Dreams like all human activity must ultimately have an evolutionary origin. However, the elements of dreams which reflect an evolutionary function remain a matter of much debate. This argument adds both neurological mechanism and development timing to an already proposed evolutionary theory of dreaming, thus giving it more specificity and importantly, falsifiability. I suggest that a more detailed investigation of the role of DHEAS in the neurological mechanisms of dreaming may provide important insights into dreams and their evolutionary basis.  

References 

Campbell BC. n.d.

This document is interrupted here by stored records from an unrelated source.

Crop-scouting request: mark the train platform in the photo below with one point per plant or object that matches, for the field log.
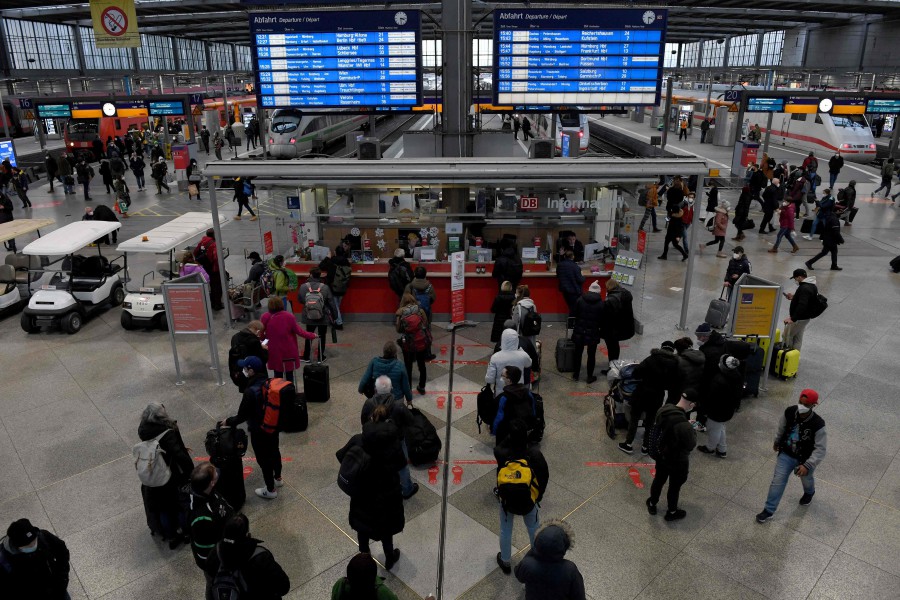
(70, 408)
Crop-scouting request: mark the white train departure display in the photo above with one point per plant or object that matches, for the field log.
(560, 57)
(364, 60)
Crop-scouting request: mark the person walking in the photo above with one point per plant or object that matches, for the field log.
(263, 437)
(785, 226)
(831, 239)
(376, 512)
(801, 308)
(617, 319)
(514, 455)
(283, 333)
(677, 439)
(34, 563)
(544, 569)
(588, 318)
(801, 443)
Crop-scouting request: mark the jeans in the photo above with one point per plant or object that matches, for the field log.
(676, 473)
(532, 521)
(715, 436)
(784, 466)
(268, 456)
(784, 232)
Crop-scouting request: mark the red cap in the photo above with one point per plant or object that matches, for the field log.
(809, 397)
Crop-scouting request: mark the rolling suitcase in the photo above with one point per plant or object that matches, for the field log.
(717, 313)
(316, 380)
(565, 351)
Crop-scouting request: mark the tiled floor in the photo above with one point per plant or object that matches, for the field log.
(70, 405)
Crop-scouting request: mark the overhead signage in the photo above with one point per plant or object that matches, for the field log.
(763, 104)
(362, 60)
(578, 57)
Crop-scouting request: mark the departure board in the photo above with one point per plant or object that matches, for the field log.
(560, 57)
(349, 60)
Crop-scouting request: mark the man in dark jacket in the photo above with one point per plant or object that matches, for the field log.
(34, 563)
(238, 552)
(252, 411)
(570, 280)
(801, 444)
(588, 316)
(831, 239)
(544, 570)
(800, 311)
(209, 512)
(657, 374)
(676, 442)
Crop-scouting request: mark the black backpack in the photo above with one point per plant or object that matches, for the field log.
(422, 440)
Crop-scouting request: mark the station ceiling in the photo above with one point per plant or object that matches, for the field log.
(689, 20)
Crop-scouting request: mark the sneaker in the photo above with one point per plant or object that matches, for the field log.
(764, 516)
(626, 448)
(675, 515)
(504, 566)
(264, 493)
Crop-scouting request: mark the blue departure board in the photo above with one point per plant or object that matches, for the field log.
(360, 60)
(578, 57)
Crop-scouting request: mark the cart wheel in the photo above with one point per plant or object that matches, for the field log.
(72, 323)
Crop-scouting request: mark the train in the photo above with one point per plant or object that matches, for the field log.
(821, 133)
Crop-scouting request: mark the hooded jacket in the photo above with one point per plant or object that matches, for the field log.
(509, 355)
(546, 573)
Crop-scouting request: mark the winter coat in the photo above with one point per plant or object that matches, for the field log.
(502, 310)
(282, 331)
(617, 320)
(394, 369)
(570, 277)
(658, 373)
(588, 317)
(547, 575)
(509, 356)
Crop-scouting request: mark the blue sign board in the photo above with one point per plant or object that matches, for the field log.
(360, 60)
(578, 57)
(761, 104)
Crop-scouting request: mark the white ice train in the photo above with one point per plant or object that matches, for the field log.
(292, 134)
(541, 126)
(822, 133)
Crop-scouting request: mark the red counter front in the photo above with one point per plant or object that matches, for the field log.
(370, 298)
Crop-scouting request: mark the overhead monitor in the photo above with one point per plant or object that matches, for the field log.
(578, 57)
(363, 60)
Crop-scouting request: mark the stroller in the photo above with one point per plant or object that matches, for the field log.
(622, 385)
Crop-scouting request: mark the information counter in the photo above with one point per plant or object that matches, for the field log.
(370, 298)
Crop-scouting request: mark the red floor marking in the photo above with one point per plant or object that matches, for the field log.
(636, 477)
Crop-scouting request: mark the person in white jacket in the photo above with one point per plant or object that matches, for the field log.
(509, 355)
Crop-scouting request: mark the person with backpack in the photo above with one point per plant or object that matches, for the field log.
(244, 568)
(376, 509)
(400, 273)
(415, 338)
(318, 307)
(674, 440)
(209, 512)
(545, 571)
(263, 438)
(401, 417)
(522, 478)
(161, 439)
(34, 563)
(387, 364)
(588, 316)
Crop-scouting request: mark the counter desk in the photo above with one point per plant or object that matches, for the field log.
(370, 298)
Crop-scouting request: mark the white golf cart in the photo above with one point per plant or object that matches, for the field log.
(80, 286)
(145, 306)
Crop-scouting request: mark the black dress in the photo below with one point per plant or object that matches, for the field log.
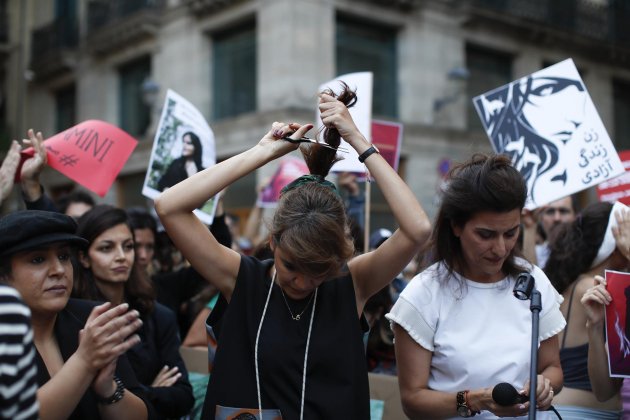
(67, 326)
(336, 374)
(159, 346)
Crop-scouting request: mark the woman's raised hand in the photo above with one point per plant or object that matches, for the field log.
(279, 130)
(34, 165)
(595, 300)
(108, 334)
(335, 114)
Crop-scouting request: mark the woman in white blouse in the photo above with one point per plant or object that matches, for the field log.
(459, 331)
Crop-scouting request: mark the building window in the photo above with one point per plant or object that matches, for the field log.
(234, 75)
(362, 46)
(134, 113)
(488, 70)
(621, 104)
(65, 105)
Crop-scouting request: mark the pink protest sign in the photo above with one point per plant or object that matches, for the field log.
(387, 136)
(288, 170)
(618, 323)
(91, 153)
(618, 188)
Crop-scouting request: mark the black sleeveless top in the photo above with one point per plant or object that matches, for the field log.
(336, 374)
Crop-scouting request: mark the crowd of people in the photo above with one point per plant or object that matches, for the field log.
(96, 301)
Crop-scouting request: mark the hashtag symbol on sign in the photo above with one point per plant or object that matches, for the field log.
(68, 160)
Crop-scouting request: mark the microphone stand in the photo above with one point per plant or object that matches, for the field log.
(525, 289)
(535, 306)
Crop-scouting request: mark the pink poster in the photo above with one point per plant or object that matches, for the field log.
(387, 136)
(617, 323)
(91, 153)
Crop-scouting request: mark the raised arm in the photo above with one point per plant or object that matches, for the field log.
(8, 169)
(216, 263)
(374, 270)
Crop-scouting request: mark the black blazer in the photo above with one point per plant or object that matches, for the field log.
(67, 326)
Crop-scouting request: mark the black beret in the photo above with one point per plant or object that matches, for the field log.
(30, 229)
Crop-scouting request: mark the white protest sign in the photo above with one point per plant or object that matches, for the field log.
(547, 123)
(361, 113)
(183, 145)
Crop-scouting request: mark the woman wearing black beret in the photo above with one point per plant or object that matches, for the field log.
(82, 370)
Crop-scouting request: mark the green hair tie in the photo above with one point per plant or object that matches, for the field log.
(305, 179)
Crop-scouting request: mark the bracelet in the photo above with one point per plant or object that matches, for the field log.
(371, 150)
(116, 396)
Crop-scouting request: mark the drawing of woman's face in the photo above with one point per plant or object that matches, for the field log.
(188, 149)
(555, 108)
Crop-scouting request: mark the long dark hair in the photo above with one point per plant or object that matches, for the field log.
(483, 183)
(310, 222)
(198, 153)
(138, 291)
(575, 245)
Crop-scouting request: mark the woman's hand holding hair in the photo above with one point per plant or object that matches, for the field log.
(274, 137)
(595, 300)
(621, 232)
(107, 334)
(335, 114)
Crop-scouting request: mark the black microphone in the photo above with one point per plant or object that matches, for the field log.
(505, 394)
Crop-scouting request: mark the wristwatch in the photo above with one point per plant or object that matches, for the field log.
(368, 152)
(463, 410)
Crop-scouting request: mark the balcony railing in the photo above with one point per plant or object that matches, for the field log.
(596, 19)
(60, 34)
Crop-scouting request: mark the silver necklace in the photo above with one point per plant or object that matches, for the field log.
(298, 316)
(308, 342)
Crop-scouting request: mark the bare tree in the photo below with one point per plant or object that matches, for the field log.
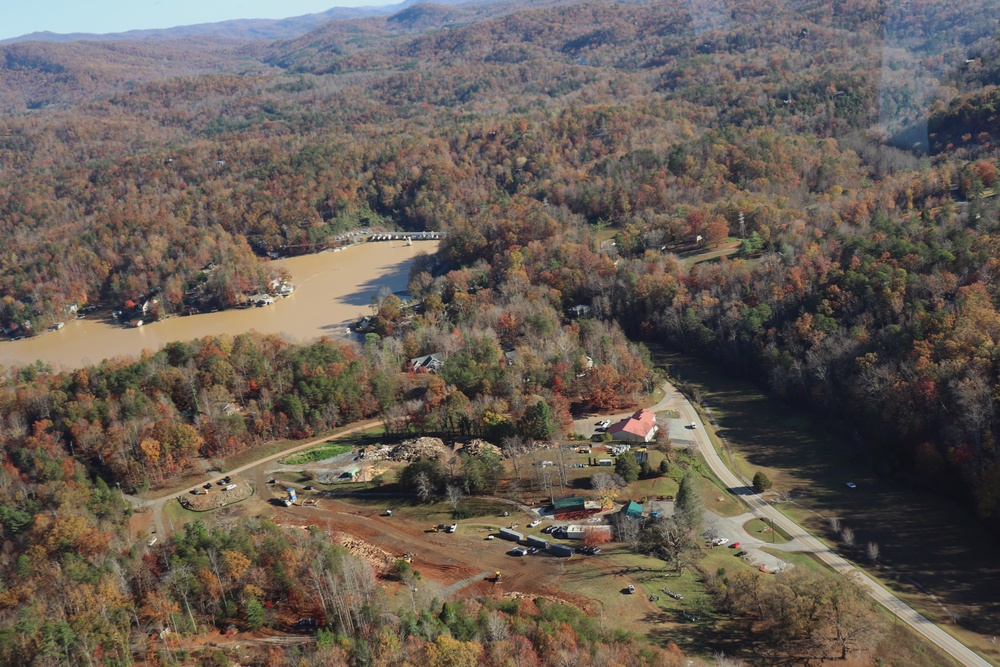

Adrenarche and the evolution of human life history. Submitted to American Journal of Human Biology. 

Chambers RA, Taylor JR, Potenza MN. 2003. Developmental neurocircuity of motivation in adolescence: a critical period of addiction vulnerability. Amer J Psychiatry 160:1041-52. 

Dhom G. 1973. The prepubertal and pubertal growth of the adrenal (adrenarche) Beitr Tahol 150:357-77. 

Hobson JA. 1988. The Dreaming Brain. Basic Books. New York 

Kim J. 2002. “Social Adrenarche” Hypothesis for Dreaming. Work for Distinction Anthropology Department, Boston University. 

Ledoux J. 1998. The Emotional Brain: The Mysterious Underpinning of Emotional Life. Weidenfeld and Nicholson, London.  

Majewska M, Demigoren S, Spivak CE, London ED. 1990. The neurosteroid dehydroepiandrosterone sulfate is an allosteric antagonist of the GABAa receptor. Brain Res 526:143-146. 

Revonsuo A. 2000. Reinterpretion of Dreams. Behavioral and Brain Sciences 23:877-901.